Publishers did the advertising: Lucene after receiving the money, the "Lucene Java Essence version" ranked first.

3.2 Ad Settings ...
/** * Correlation Sorting, modifying the index library by modifying the weight of the book that needs to be changed */@Testpublic void Updateindexboost () throws IOException {//1. Setting up the Parser Object (Analyzer)    For the word Analyzer Analyzer = new Ikanalyzer (); 2. Build the Index Library configuration object (indexwriterconfig), configure the index library indexwriterconfig IWC = new Indexwriterconfig (Version.lucene_4_10_4, analyzer       ); 3. Create an Index Library directory object (directory), specify the index library location Directory directory = Fsdirectory.open ("/users/healchow/documents/index")     );       4. Establish the Index library operation object (IndexWriter), manipulate the index library IndexWriter writer = new IndexWriter (DIRECTORY,IWC);     5. Create Document Object (documents) Doc = new file ();      5 Lucene Java Essentials 5.jpg doc.add (New Stringfield ("BookId", "5", Store.yes));    TextField NameField = new TextField ("BookName", "Lucene Java Essence Edition", Store.yes); Set the weight value to 100.    The default is 1 namefield.setboost (100f);    Doc.add (NameField);    Doc.add (New Floatfield ("Bookprice", 80f, Store.yes));    Doc.add (New Storedfield ("Bookpic", "5.jpg"));    6. Set up the update Criteria object (term) terms = new ("BookId", "5");    7. Use the IndexWriter object to perform the update writer.updatedocument (term, doc); 8. Release resources writer.close ();}
// 或在创建索引时即修改权重: // 打个广告: 收到钱之后, 将《Lucene Java精华版》排到第一 // 5 Lucene Java精华版 80 5.jpg TestField bookNameField = new TextField("bookName", book.getBookname(), Store.YES); if (book.getId() == 5) {    // 设置权重值为100. 默认是1    bookNameField.setBoost(100f);}document.add(bookNameField);

Copyright Notice

Author: Ma_shoufeng (Ma Ching)

Source: Blog Park Ma Ching's Blog

Your support is a great encouragement to bloggers, thank you for your reading.
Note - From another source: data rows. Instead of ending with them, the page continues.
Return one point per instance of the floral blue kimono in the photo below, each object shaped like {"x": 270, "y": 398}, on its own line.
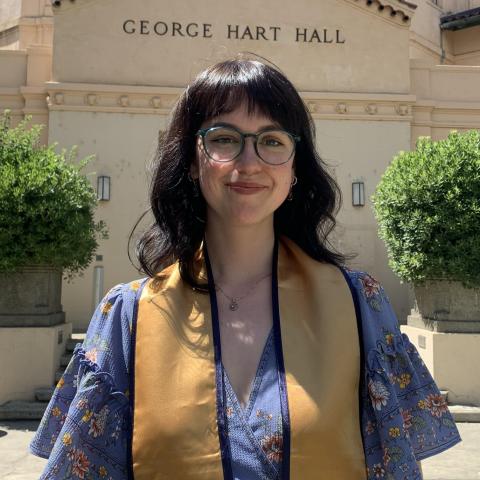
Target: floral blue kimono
{"x": 87, "y": 427}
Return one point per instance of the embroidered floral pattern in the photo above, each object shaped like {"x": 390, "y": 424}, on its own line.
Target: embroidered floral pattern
{"x": 436, "y": 404}
{"x": 273, "y": 447}
{"x": 79, "y": 463}
{"x": 409, "y": 415}
{"x": 379, "y": 394}
{"x": 404, "y": 417}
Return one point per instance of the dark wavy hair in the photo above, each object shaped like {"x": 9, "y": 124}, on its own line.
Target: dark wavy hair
{"x": 180, "y": 210}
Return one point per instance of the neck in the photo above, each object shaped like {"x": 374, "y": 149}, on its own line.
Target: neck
{"x": 240, "y": 254}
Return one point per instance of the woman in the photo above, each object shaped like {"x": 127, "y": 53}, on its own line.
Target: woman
{"x": 255, "y": 354}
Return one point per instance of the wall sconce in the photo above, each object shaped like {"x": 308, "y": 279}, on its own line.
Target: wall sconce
{"x": 358, "y": 194}
{"x": 103, "y": 188}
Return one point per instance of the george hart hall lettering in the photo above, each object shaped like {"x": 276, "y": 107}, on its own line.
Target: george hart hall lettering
{"x": 160, "y": 28}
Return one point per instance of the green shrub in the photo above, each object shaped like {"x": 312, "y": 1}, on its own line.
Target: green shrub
{"x": 46, "y": 204}
{"x": 428, "y": 209}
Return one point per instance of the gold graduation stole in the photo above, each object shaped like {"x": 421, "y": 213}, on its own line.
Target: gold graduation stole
{"x": 179, "y": 420}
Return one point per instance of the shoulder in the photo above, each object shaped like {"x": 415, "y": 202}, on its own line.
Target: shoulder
{"x": 108, "y": 335}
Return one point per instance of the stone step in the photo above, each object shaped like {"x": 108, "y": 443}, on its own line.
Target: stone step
{"x": 65, "y": 359}
{"x": 444, "y": 394}
{"x": 71, "y": 343}
{"x": 44, "y": 394}
{"x": 59, "y": 374}
{"x": 22, "y": 410}
{"x": 465, "y": 413}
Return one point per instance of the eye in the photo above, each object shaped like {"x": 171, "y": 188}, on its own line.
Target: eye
{"x": 223, "y": 139}
{"x": 272, "y": 142}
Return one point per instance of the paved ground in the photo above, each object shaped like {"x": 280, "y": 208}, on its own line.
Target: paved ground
{"x": 461, "y": 462}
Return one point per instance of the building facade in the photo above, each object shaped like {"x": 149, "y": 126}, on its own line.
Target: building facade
{"x": 104, "y": 75}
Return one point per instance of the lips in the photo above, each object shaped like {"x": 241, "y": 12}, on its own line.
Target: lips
{"x": 246, "y": 187}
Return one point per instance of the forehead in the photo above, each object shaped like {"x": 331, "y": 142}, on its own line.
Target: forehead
{"x": 243, "y": 118}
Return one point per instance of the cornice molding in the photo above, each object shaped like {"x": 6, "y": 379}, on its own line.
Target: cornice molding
{"x": 159, "y": 101}
{"x": 396, "y": 11}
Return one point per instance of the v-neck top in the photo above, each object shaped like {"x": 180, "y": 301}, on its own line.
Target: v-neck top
{"x": 255, "y": 434}
{"x": 88, "y": 422}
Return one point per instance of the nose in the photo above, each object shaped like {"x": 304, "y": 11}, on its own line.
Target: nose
{"x": 248, "y": 160}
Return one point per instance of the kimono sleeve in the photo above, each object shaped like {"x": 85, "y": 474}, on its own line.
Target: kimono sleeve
{"x": 405, "y": 417}
{"x": 85, "y": 428}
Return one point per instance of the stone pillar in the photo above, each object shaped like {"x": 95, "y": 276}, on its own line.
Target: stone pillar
{"x": 31, "y": 297}
{"x": 444, "y": 326}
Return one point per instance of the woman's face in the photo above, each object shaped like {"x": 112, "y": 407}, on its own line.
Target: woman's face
{"x": 246, "y": 190}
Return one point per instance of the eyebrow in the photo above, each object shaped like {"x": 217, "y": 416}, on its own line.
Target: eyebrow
{"x": 271, "y": 126}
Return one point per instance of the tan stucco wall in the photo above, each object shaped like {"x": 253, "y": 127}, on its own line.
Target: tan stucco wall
{"x": 443, "y": 354}
{"x": 124, "y": 145}
{"x": 35, "y": 353}
{"x": 88, "y": 32}
{"x": 361, "y": 150}
{"x": 368, "y": 99}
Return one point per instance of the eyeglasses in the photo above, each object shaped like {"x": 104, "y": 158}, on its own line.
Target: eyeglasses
{"x": 225, "y": 143}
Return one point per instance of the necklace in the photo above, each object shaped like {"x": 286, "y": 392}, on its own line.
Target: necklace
{"x": 234, "y": 300}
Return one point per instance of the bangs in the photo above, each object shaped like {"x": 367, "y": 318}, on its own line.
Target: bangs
{"x": 258, "y": 87}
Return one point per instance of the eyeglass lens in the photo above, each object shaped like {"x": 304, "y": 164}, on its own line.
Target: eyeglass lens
{"x": 223, "y": 144}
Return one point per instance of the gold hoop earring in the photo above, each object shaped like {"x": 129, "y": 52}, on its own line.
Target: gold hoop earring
{"x": 290, "y": 193}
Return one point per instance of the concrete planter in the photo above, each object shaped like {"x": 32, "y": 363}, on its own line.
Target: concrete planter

The copyright of this article is owned by bloggers, welcome reprint, but without the blogger agreed to retain this paragraph statement, and in the article page obvious location to the original link, otherwise Bo Master reserves the right to pursue legal responsibility.

Lucene08-lucene Ranking of correlations

Contact Us

The content source of this page is from Internet, which doesn't represent Alibaba Cloud's opinion; products and services mentioned on that page don't have any relationship with Alibaba Cloud. If the content of the page makes you feel confusing, please write us an email, we will handle the problem within 5 days after receiving your email.

If you find any instances of plagiarism from the community, please send an email to: info-contact@alibabacloud.com and provide relevant evidence. A staff member will contact you within 5 working days.

A Free Trial That Lets You Build Big!

Start building with 50+ products and up to 12 months usage for Elastic Compute Service

  • Sales Support

    1 on 1 presale consultation

  • After-Sales Support

    24/7 Technical Support 6 Free Tickets per Quarter Faster Response

  • Alibaba Cloud offers highly flexible support services tailored to meet your exact needs.